Since 1990, properties have been actively transferred from operator to operator. One result is that ownership has been consolidated, with majors improving dominant positions in core fields. This has eliminated competitive lease-by-lease practices common in the past. A second result is that independent operators also have picked up significant positions in the nine major fields. Independent operators also consolidated ownership in smaller fields. This consolidation focused operator thinking on field-specific solutions, catalyzed new ideas and investment money, and resulted in better operating and development practices.

New wells and workovers

At year-end 2000, California's total active well count was 46,453 oil wells. This compares with year-end 1995 when the active well count was 43,818. During the 5-year period up to 2000, nearly 9,300 wells had been abandoned. New completions in California over that 5-year period are therefore estimated at about 11,900 wells. Also during the same 5-year period, 13,500 permits to work over existing wells (including recompletions) were issued. While there is no reporting of the actual number of recompletions performed, the number of permits issued is indicative of the activity level.

For the nine giant fields, total active well count increased from 29,937 in 1996 to 33,165 in 2000. The majority of the wells drilled are less than 2,000 ft (610 m) deep. Fast drilling, repetitive completions and large program groups have minimized costs and lowered economic thresholds, leading to improved field recovery and significant reserve additions.

Role of EOR

Enhanced oil recovery (EOR) historically has been important to California's productivity. Since 1995, approximately 70% of total production is attributed to thermal, water and gas injection projects. Because California oil is generally viscous and located in shallow, high-permeability reservoirs, steam injection has been the dominant EOR method and accounts for more than half of all oil produced since 1995.
DOGGR reports that seven of the nine giant fields contain active thermal recovery projects.

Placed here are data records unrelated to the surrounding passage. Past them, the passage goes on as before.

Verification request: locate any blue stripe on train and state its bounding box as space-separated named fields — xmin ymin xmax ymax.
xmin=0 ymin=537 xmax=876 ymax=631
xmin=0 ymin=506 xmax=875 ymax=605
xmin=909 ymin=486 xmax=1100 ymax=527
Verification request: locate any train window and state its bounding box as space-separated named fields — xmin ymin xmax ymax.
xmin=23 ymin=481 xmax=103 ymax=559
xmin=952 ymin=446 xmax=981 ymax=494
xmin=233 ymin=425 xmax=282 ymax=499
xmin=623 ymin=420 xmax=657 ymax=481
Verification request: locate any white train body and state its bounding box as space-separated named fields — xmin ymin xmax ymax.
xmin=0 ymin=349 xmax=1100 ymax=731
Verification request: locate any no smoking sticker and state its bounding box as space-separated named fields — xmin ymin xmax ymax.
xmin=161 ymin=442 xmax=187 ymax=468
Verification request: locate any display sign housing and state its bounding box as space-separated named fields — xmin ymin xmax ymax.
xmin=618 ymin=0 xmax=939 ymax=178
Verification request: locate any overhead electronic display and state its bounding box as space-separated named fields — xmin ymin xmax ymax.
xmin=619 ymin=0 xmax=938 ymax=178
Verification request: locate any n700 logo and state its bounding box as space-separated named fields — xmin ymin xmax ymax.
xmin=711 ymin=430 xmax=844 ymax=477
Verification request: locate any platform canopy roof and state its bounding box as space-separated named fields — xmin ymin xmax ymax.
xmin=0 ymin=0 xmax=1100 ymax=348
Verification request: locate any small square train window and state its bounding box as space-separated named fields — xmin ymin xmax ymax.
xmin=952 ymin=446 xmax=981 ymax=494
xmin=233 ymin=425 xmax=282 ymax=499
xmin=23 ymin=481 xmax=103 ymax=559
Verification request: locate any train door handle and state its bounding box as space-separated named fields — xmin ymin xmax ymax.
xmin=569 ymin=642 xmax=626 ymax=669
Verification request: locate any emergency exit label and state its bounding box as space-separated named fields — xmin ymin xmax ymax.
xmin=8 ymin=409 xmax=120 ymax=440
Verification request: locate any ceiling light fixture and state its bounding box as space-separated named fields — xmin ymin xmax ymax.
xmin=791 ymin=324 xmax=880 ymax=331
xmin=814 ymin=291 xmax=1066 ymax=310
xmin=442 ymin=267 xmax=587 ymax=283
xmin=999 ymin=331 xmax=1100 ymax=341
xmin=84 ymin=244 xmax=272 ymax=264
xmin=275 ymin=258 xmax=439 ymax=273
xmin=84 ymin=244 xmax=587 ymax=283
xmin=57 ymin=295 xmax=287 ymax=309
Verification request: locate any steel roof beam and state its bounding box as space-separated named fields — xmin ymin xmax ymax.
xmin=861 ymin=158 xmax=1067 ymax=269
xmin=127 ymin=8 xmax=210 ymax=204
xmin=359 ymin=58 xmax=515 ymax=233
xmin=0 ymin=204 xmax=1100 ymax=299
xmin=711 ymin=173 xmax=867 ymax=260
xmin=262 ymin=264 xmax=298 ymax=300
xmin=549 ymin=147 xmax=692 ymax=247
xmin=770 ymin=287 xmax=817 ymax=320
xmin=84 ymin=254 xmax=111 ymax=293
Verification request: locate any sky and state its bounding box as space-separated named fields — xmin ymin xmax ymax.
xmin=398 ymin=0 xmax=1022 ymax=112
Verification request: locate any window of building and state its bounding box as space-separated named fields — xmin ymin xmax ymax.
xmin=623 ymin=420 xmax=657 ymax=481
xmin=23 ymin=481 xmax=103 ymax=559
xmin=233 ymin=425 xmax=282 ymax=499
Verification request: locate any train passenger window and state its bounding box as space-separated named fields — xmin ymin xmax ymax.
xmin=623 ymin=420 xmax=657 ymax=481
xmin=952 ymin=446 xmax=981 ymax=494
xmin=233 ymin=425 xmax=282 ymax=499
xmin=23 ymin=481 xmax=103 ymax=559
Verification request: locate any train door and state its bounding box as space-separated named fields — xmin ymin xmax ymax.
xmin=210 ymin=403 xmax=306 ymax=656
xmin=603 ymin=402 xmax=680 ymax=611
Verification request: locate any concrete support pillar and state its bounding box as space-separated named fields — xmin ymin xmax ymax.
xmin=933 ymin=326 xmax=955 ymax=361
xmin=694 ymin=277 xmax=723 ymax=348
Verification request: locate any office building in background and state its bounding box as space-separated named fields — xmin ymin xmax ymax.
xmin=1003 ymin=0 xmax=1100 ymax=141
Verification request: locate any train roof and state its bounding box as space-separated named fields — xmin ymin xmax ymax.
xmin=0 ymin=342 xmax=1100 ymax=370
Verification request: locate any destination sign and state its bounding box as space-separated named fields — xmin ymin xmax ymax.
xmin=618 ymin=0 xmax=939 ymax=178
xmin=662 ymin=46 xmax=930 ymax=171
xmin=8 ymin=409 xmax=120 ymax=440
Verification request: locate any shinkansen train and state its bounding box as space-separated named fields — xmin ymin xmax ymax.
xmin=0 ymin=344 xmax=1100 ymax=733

The only two that do not are Inglewood and Elk Hills. The seven thermal recovery projects produce at an average depth of 1,100 ft (336 m) and on average are drilled on 1-acre spacing. The top three producers and contributors to reserve additions - South Belridge, Kern River and Midway-Sunset - are California's dominant thermal projects. Production for these fields clearly shows a recent downturn in productivity (Figure 3). This is due to California's 2001 energy crisis, when steam generation and injection was cut back by nearly 17% compared to 2000 levels in all three fields, immediately affecting production. Steam injection is returning to pre-crisis levels, but formations have cooled, and recovery to former production levels will take some time.

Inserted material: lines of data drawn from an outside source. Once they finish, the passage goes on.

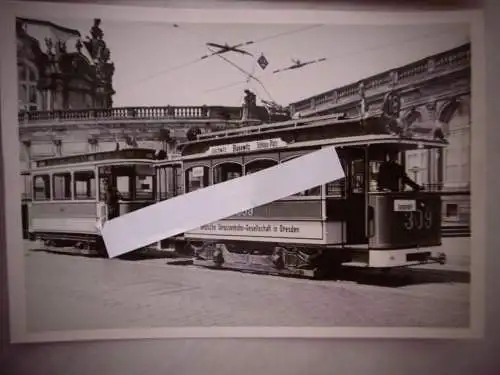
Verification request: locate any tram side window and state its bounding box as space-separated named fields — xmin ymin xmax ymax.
xmin=186 ymin=167 xmax=208 ymax=193
xmin=73 ymin=171 xmax=96 ymax=199
xmin=116 ymin=176 xmax=132 ymax=200
xmin=52 ymin=172 xmax=71 ymax=200
xmin=245 ymin=159 xmax=278 ymax=175
xmin=135 ymin=165 xmax=156 ymax=199
xmin=33 ymin=174 xmax=50 ymax=201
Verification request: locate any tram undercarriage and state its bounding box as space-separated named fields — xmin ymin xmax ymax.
xmin=191 ymin=242 xmax=351 ymax=279
xmin=191 ymin=241 xmax=447 ymax=279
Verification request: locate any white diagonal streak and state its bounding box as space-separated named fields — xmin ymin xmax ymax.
xmin=101 ymin=147 xmax=344 ymax=258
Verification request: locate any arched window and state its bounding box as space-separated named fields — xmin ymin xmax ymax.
xmin=17 ymin=60 xmax=41 ymax=111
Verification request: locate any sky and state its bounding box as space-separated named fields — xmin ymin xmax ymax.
xmin=30 ymin=19 xmax=470 ymax=107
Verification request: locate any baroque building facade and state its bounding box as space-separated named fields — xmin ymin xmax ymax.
xmin=17 ymin=18 xmax=289 ymax=173
xmin=290 ymin=43 xmax=471 ymax=233
xmin=17 ymin=19 xmax=471 ymax=235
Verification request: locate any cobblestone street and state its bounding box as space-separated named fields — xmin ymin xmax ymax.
xmin=25 ymin=239 xmax=469 ymax=331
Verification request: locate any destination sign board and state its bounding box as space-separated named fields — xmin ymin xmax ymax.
xmin=207 ymin=138 xmax=287 ymax=155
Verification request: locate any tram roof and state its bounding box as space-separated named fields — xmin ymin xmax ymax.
xmin=180 ymin=111 xmax=444 ymax=159
xmin=156 ymin=134 xmax=448 ymax=166
xmin=29 ymin=148 xmax=156 ymax=169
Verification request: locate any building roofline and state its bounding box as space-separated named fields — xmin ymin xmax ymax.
xmin=17 ymin=17 xmax=82 ymax=37
xmin=288 ymin=42 xmax=471 ymax=106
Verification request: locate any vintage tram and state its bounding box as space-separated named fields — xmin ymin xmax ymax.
xmin=156 ymin=110 xmax=447 ymax=277
xmin=23 ymin=149 xmax=157 ymax=255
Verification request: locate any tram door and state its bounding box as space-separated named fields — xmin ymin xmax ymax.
xmin=99 ymin=164 xmax=156 ymax=219
xmin=156 ymin=164 xmax=183 ymax=201
xmin=345 ymin=145 xmax=384 ymax=245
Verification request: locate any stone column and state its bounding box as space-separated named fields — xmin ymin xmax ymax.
xmin=426 ymin=100 xmax=442 ymax=189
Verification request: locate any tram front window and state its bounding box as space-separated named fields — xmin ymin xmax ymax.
xmin=99 ymin=165 xmax=155 ymax=201
xmin=377 ymin=152 xmax=422 ymax=192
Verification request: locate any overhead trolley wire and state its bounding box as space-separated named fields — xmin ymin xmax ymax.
xmin=122 ymin=24 xmax=322 ymax=91
xmin=204 ymin=27 xmax=466 ymax=93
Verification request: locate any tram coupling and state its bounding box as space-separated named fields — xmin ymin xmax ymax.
xmin=428 ymin=253 xmax=446 ymax=265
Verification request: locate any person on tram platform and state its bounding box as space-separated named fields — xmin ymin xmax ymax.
xmin=104 ymin=179 xmax=122 ymax=220
xmin=377 ymin=152 xmax=423 ymax=192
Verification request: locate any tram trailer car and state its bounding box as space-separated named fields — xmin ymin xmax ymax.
xmin=158 ymin=111 xmax=447 ymax=277
xmin=25 ymin=149 xmax=160 ymax=256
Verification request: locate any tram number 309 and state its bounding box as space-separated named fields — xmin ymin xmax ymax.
xmin=403 ymin=208 xmax=433 ymax=231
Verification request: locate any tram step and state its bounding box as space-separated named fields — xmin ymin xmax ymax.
xmin=441 ymin=226 xmax=471 ymax=238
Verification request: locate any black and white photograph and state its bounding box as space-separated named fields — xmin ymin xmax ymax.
xmin=2 ymin=2 xmax=483 ymax=340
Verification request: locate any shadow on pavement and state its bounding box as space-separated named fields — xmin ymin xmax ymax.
xmin=337 ymin=267 xmax=470 ymax=288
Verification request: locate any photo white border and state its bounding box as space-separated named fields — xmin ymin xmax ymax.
xmin=0 ymin=2 xmax=487 ymax=343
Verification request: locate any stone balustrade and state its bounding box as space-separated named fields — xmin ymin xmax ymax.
xmin=19 ymin=106 xmax=213 ymax=124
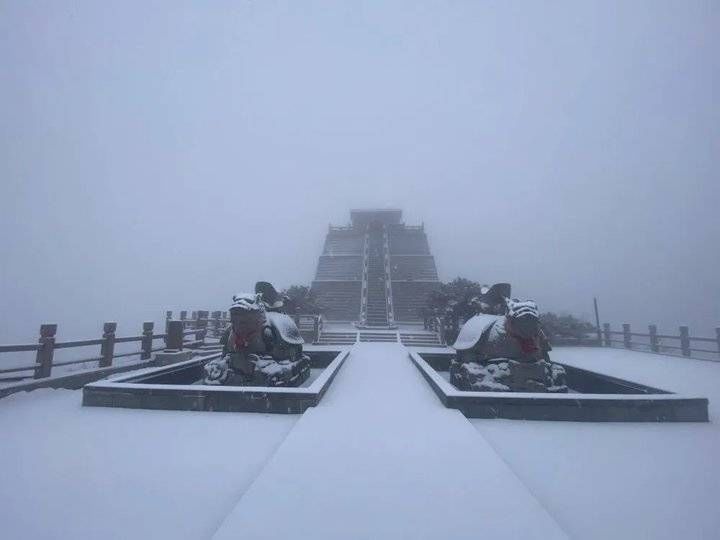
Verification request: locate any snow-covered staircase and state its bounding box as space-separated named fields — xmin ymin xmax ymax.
xmin=360 ymin=332 xmax=397 ymax=343
xmin=318 ymin=332 xmax=357 ymax=345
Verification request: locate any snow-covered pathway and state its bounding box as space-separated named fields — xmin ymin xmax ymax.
xmin=215 ymin=343 xmax=566 ymax=540
xmin=470 ymin=347 xmax=720 ymax=540
xmin=0 ymin=389 xmax=299 ymax=540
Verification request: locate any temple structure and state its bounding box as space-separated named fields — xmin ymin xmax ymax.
xmin=312 ymin=209 xmax=440 ymax=328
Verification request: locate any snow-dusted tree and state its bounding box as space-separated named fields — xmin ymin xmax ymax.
xmin=282 ymin=285 xmax=323 ymax=315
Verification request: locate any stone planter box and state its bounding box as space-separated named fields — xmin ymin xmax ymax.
xmin=410 ymin=352 xmax=708 ymax=422
xmin=83 ymin=348 xmax=349 ymax=414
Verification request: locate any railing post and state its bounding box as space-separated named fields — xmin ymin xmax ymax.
xmin=165 ymin=321 xmax=185 ymax=351
xmin=35 ymin=324 xmax=57 ymax=379
xmin=623 ymin=324 xmax=632 ymax=349
xmin=593 ymin=297 xmax=602 ymax=347
xmin=140 ymin=322 xmax=155 ymax=360
xmin=680 ymin=326 xmax=690 ymax=356
xmin=98 ymin=322 xmax=117 ymax=367
xmin=213 ymin=311 xmax=222 ymax=337
xmin=648 ymin=324 xmax=660 ymax=352
xmin=195 ymin=311 xmax=210 ymax=341
xmin=603 ymin=323 xmax=612 ymax=347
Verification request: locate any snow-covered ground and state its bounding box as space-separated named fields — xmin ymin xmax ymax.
xmin=0 ymin=343 xmax=720 ymax=539
xmin=0 ymin=389 xmax=299 ymax=540
xmin=471 ymin=347 xmax=720 ymax=539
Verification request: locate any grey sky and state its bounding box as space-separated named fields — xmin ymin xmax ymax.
xmin=0 ymin=1 xmax=720 ymax=342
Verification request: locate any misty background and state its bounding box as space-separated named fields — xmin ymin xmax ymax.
xmin=0 ymin=0 xmax=720 ymax=343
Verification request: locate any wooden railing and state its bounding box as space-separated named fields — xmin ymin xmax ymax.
xmin=0 ymin=311 xmax=229 ymax=382
xmin=425 ymin=317 xmax=720 ymax=362
xmin=602 ymin=323 xmax=720 ymax=362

Recent productivity trends

Compared to 2000, California's daily average production in 2001 dropped from 743,900 b/d 715,100 b/d. This loss can be attributed entirely to the 2001 energy crisis, which affected oil productivity in two ways: high fuel costs and power curtailments. High fuel costs resulted in reduced steam injection, which translated into an immediate loss in productivity. Anecdotally, during 2001, California fields also were affected by rolling power cutbacks imposed by suppliers. The shortage of electric power resulted in mandatory field shut-ins, causing additional productivity losses from fields entirely dependent on artificial lift. In addition, higher power costs most certainly caused marginal wells to be shut in. The loss in production from power curtailment cannot be quantified from the data reviewed, but is undoubtedly important.

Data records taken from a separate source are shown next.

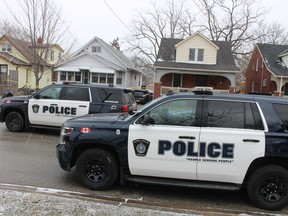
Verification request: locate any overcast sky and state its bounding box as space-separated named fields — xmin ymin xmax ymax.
xmin=0 ymin=0 xmax=288 ymax=47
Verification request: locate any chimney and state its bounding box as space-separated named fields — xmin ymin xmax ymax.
xmin=37 ymin=37 xmax=43 ymax=44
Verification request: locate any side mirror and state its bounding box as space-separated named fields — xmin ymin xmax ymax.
xmin=140 ymin=114 xmax=155 ymax=125
xmin=128 ymin=107 xmax=137 ymax=115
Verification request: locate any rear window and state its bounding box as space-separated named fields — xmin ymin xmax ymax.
xmin=204 ymin=101 xmax=264 ymax=130
xmin=274 ymin=104 xmax=288 ymax=130
xmin=97 ymin=88 xmax=123 ymax=104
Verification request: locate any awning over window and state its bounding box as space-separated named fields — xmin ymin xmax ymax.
xmin=55 ymin=66 xmax=80 ymax=72
xmin=90 ymin=67 xmax=114 ymax=74
xmin=55 ymin=66 xmax=115 ymax=74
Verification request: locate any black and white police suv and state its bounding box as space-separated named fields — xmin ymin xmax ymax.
xmin=0 ymin=84 xmax=137 ymax=132
xmin=57 ymin=93 xmax=288 ymax=210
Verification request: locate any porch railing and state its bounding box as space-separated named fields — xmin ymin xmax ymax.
xmin=161 ymin=86 xmax=229 ymax=95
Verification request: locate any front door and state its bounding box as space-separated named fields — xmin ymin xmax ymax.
xmin=82 ymin=70 xmax=90 ymax=84
xmin=128 ymin=99 xmax=200 ymax=179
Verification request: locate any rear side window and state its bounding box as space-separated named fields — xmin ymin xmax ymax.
xmin=97 ymin=88 xmax=123 ymax=104
xmin=204 ymin=101 xmax=263 ymax=130
xmin=274 ymin=104 xmax=288 ymax=131
xmin=61 ymin=87 xmax=90 ymax=101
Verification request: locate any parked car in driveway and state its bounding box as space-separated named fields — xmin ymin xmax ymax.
xmin=133 ymin=89 xmax=153 ymax=104
xmin=0 ymin=84 xmax=137 ymax=132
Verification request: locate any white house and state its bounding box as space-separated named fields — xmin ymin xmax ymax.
xmin=53 ymin=37 xmax=143 ymax=88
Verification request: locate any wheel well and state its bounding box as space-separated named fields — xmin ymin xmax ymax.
xmin=71 ymin=143 xmax=120 ymax=170
xmin=244 ymin=157 xmax=288 ymax=186
xmin=4 ymin=108 xmax=27 ymax=125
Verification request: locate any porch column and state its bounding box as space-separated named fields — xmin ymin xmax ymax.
xmin=153 ymin=82 xmax=161 ymax=99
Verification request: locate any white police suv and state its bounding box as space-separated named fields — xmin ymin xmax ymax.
xmin=0 ymin=84 xmax=137 ymax=132
xmin=57 ymin=93 xmax=288 ymax=210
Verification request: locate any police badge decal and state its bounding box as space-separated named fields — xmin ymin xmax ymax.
xmin=32 ymin=104 xmax=40 ymax=113
xmin=133 ymin=139 xmax=150 ymax=157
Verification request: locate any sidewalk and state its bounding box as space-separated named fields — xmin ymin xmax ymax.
xmin=0 ymin=184 xmax=203 ymax=216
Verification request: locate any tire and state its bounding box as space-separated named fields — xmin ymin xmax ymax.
xmin=247 ymin=165 xmax=288 ymax=210
xmin=5 ymin=112 xmax=24 ymax=132
xmin=76 ymin=148 xmax=119 ymax=190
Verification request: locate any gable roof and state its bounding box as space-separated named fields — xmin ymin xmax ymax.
xmin=72 ymin=36 xmax=142 ymax=73
xmin=0 ymin=52 xmax=31 ymax=66
xmin=256 ymin=43 xmax=288 ymax=77
xmin=175 ymin=32 xmax=218 ymax=49
xmin=154 ymin=38 xmax=239 ymax=72
xmin=2 ymin=35 xmax=63 ymax=65
xmin=56 ymin=51 xmax=126 ymax=70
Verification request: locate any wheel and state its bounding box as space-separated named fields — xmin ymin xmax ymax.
xmin=76 ymin=148 xmax=119 ymax=190
xmin=5 ymin=112 xmax=24 ymax=132
xmin=247 ymin=165 xmax=288 ymax=210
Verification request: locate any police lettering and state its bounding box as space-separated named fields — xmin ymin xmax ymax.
xmin=43 ymin=106 xmax=77 ymax=115
xmin=158 ymin=140 xmax=234 ymax=158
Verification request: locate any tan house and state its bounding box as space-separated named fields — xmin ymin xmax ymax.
xmin=0 ymin=35 xmax=63 ymax=93
xmin=154 ymin=32 xmax=240 ymax=97
xmin=245 ymin=43 xmax=288 ymax=96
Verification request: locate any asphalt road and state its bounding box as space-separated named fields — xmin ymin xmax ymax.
xmin=0 ymin=123 xmax=288 ymax=216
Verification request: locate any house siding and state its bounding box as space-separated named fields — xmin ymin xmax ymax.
xmin=245 ymin=48 xmax=276 ymax=94
xmin=176 ymin=34 xmax=217 ymax=64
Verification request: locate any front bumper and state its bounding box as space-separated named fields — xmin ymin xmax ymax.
xmin=56 ymin=144 xmax=71 ymax=172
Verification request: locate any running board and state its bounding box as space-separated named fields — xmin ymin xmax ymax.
xmin=124 ymin=176 xmax=241 ymax=191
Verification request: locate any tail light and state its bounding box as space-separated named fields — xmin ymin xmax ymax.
xmin=122 ymin=104 xmax=129 ymax=113
xmin=80 ymin=128 xmax=91 ymax=133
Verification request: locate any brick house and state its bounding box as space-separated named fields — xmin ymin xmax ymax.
xmin=154 ymin=32 xmax=240 ymax=98
xmin=245 ymin=43 xmax=288 ymax=96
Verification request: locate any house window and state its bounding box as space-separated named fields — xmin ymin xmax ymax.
xmin=173 ymin=74 xmax=182 ymax=87
xmin=189 ymin=48 xmax=204 ymax=63
xmin=60 ymin=71 xmax=66 ymax=81
xmin=50 ymin=50 xmax=54 ymax=61
xmin=60 ymin=71 xmax=81 ymax=82
xmin=2 ymin=44 xmax=12 ymax=52
xmin=116 ymin=71 xmax=124 ymax=85
xmin=91 ymin=73 xmax=99 ymax=83
xmin=68 ymin=72 xmax=75 ymax=81
xmin=107 ymin=74 xmax=114 ymax=84
xmin=92 ymin=46 xmax=101 ymax=53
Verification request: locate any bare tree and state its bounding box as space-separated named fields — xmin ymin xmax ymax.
xmin=1 ymin=0 xmax=75 ymax=90
xmin=258 ymin=22 xmax=288 ymax=44
xmin=127 ymin=0 xmax=194 ymax=65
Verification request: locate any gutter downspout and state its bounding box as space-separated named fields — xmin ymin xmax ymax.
xmin=278 ymin=77 xmax=283 ymax=97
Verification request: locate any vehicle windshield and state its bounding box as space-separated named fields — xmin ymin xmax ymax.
xmin=123 ymin=96 xmax=166 ymax=121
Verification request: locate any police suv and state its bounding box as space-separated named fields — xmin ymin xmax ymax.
xmin=57 ymin=93 xmax=288 ymax=210
xmin=0 ymin=84 xmax=137 ymax=132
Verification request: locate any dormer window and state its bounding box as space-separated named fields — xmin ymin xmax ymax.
xmin=189 ymin=48 xmax=204 ymax=63
xmin=2 ymin=44 xmax=12 ymax=52
xmin=92 ymin=46 xmax=101 ymax=53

California produced 261 million bbl of oil in 2001. Analysis of 2000 reported reserves and production for California's giant oil fields shows that it is unlikely that reserve additions will replace this production. Opportunities continue to exist, however, for important and profitable reserve additions by operators applying new practices that reduce investment for new wells and reduce costs in existing operations.